D’après le quotidien, plusieurs personnes ayant travaillé sur la production feraient état de retards ou d’absences de paiement, certains évoquant des sommes conséquentes réclamées au réalisateur. L’ambiance de travail sur le plateau aurait été tendue, entre horaires étendus et négociations salariales revues en cours de route, toujours selon les témoignages recueillis par Le Parisien.
Un premier film porté par une notoriété acquise sur les réseaux
Né en Guadeloupe sous le nom de Wilhem Oxybel, Wil Aime s’est fait connaître dès le milieu des années 2010 grâce à des courts-métrages diffusés sur les réseaux sociaux. Son écriture ciselée et son sens du rebondissement narratif lui ont valu une audience considérable, avec des vidéos partagées par des personnalités américaines comme 50 Cent ou Martin Lawrence.

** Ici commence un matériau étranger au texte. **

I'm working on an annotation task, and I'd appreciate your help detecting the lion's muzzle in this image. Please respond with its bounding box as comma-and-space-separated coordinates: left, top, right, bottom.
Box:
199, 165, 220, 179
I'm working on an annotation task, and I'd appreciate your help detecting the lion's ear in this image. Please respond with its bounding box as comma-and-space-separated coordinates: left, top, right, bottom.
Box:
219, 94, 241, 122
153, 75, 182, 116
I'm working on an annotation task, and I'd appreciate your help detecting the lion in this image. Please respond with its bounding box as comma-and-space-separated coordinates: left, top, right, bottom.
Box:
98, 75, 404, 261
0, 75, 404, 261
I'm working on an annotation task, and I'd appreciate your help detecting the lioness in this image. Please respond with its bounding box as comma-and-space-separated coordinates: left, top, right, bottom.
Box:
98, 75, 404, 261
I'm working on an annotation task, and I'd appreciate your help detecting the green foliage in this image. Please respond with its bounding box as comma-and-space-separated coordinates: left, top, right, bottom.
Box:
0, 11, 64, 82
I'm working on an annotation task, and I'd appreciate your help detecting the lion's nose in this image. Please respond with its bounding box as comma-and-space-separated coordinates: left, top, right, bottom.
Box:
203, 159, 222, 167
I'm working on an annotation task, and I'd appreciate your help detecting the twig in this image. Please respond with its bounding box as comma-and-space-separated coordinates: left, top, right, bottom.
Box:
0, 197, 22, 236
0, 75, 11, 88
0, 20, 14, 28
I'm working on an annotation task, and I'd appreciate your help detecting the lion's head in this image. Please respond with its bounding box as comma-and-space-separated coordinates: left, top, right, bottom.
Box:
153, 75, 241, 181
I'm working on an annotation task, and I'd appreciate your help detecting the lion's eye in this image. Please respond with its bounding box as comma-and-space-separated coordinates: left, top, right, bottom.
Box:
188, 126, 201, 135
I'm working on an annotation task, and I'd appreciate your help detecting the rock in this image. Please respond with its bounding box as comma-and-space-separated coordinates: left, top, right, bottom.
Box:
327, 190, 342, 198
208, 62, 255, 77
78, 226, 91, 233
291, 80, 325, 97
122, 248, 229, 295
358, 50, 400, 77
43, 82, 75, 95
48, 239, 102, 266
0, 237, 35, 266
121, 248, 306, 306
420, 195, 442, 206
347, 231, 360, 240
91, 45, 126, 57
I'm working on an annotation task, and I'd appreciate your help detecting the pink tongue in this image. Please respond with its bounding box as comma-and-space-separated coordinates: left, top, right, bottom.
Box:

Après un pic de popularité autour de 2020, le créateur s’était retiré de la scène publique pour se consacrer, dans la discrétion, à un projet plus ambitieux : passer du format court au long-métrage de cinéma. « WHO« , thriller psychologique qu’il a écrit, réalisé et largement autofinancé, est le fruit de plusieurs années de travail. Le film est sorti en salles au printemps dernier avant d’être proposé sur une plateforme de streaming, rencontrant un accueil favorable auprès de sa communauté de plusieurs millions d’abonnés.

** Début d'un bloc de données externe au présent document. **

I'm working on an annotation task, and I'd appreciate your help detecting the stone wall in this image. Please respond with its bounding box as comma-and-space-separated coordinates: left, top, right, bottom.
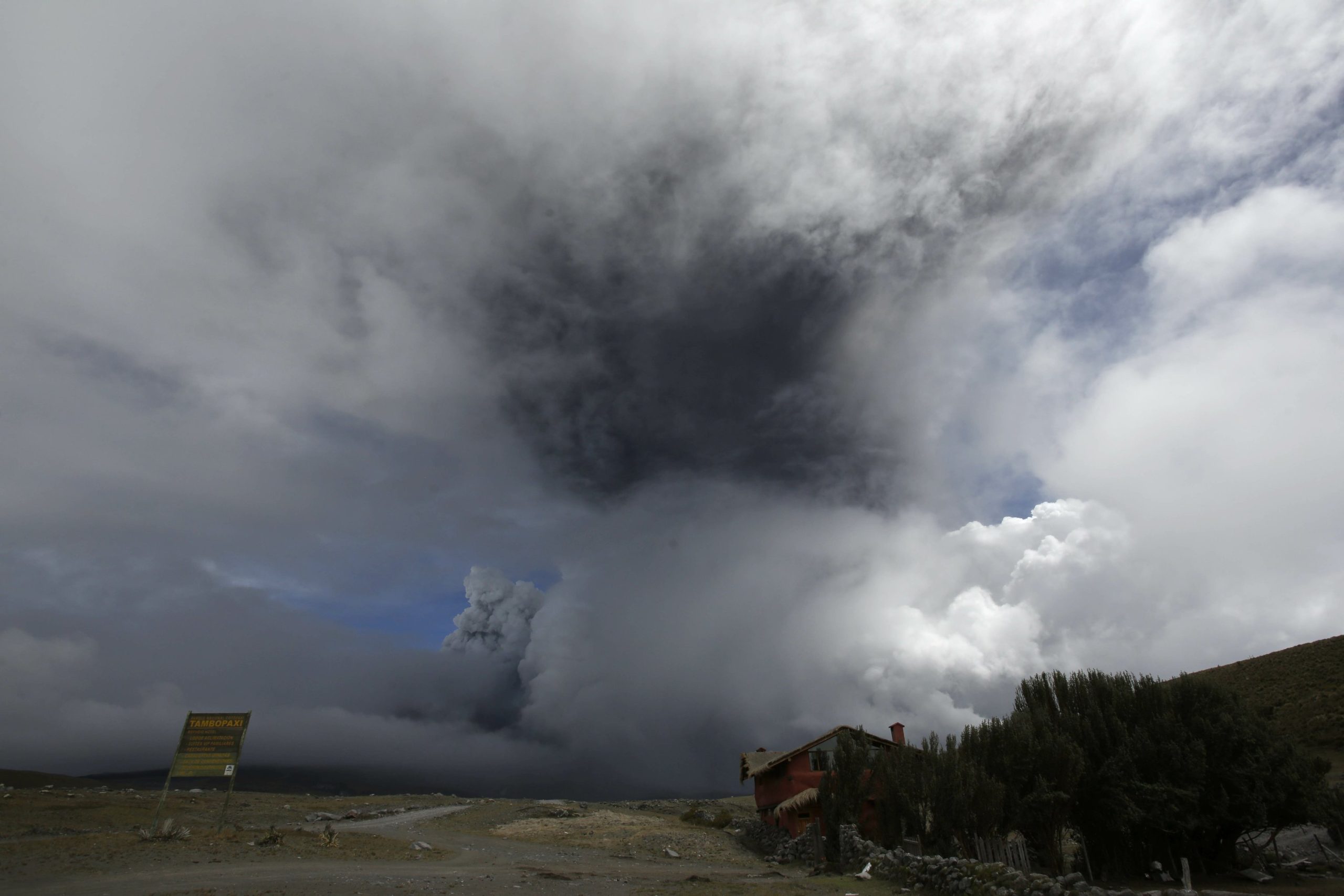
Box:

Le passage du format court au cinéma traditionnel, une étape à risques
Cette transition, d’une production légère et autonome vers un tournage classique avec équipe technique élargie, implique des obligations contractuelles et sociales bien plus strictes. Les tensions rapportées autour du paiement des collaborateurs de « WHO » montreraient les difficultés que peuvent rencontrer des créateurs indépendants lorsqu’ils se lancent dans une production de plus grande ampleur sans structure de production rodée.
Aucune réaction officielle du réalisateur
Contacté, Wil Aime n’a pour l’instant pas répondu publiquement à ces accusations, précise Le Parisien. L’issue de la procédure déterminera si les manquements constatés relèvent d’un différend contractuel ou d’une infraction pénale, la seconde qualification nécessitant la preuve d’une intention frauduleuse.